I used to get choked up at the end of Hannah and her Sisters every time I watched it – which was far more frequently than your average teenager, by the way – because I identified with how Woody Allen feels about movie-going at that moment. I found no better cure-all than to slip into a sparsely crowded screening of some obscure film at the Brattle or Film Forum, and get lost in it. I wanted to make movies like the movies I loved when I grew up.
But following that idyllic dream into adulthood turns out to be a somewhat masochistic choice. I bet every filmmaker at Sundance can attest that it’s hard to get a movie made, it can be tough to make a living as an independent filmmaker, and when you are lucky enough to make a film, it doesn’t quite turn out the way you thought it would. There’s very little about the whole thing that’s romantic.
I don’t even get lost in movies the way I used to, and that’s partly because now I’m a person who makes them. I’m jealous of people who can still be transported by a movie, their problems melting away. Instead of movie magic, I see shot selections and story beats and what equipment they had.
My romantic attachment to movies got me here, but I stay because of a less romantic, more rewarding relationship with them: I love the experience of making them.

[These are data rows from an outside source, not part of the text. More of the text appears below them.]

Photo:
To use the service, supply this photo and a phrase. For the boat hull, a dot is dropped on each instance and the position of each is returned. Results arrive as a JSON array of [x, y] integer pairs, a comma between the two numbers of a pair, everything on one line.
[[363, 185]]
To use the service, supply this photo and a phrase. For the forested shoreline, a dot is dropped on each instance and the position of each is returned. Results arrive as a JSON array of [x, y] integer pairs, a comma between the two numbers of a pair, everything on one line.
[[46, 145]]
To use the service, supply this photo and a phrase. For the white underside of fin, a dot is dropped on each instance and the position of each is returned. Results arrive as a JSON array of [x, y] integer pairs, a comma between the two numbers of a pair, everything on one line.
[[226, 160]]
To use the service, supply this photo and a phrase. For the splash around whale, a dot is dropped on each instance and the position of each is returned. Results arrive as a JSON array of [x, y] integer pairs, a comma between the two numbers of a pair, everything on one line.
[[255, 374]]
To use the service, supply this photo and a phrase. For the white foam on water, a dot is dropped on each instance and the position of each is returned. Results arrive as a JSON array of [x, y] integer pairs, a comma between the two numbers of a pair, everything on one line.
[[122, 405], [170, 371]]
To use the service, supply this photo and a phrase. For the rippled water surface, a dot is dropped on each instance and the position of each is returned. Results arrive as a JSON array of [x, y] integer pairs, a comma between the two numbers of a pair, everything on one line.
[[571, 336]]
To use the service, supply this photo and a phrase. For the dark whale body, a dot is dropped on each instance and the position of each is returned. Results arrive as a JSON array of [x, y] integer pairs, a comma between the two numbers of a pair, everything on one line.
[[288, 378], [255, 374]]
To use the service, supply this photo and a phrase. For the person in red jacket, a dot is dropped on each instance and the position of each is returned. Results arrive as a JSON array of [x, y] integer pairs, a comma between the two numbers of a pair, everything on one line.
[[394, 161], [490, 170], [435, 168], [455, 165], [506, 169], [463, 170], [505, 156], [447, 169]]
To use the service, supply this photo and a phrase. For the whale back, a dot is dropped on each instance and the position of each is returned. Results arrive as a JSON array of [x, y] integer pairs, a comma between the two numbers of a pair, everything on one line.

Some film scholar whose name I learned and then promptly forgot in film school used a term for filmmaking that first applied to opera: he called filmmaking the “everything art” – Gesamtkunstwerk – and believe it or not, that mouthful of a word popped into my head while working on California Solo. There is no part of my left or right brain that I get to switch off for even a second when making a film. One minute, I’m talking with Robert Carlyle about the meaning and emotion of a scene he’s about to perform; the next, I’m frantically scribbling new dialogue into the margins of the pages we’re about to shoot; then I’m interrupted to discuss the finer points of mid-1990s British album cover design for a scene we’re shooting tomorrow. I get to learn about US deportation laws, second-tier Britpop bands, the economics of farmers’ markets, and which Scotch is the cheapest in Scotland. There’s no limit to what gets thrown into the maelstrom of making a single movie, and then I get to shape it and put it all together with the help of so many talented people.
Directing a movie is challenging, exhausting, and all-consuming. It’s fun and satisfying, insane and absurd and irrational, and I keep doing it as often as I can because, well, I need the eggs.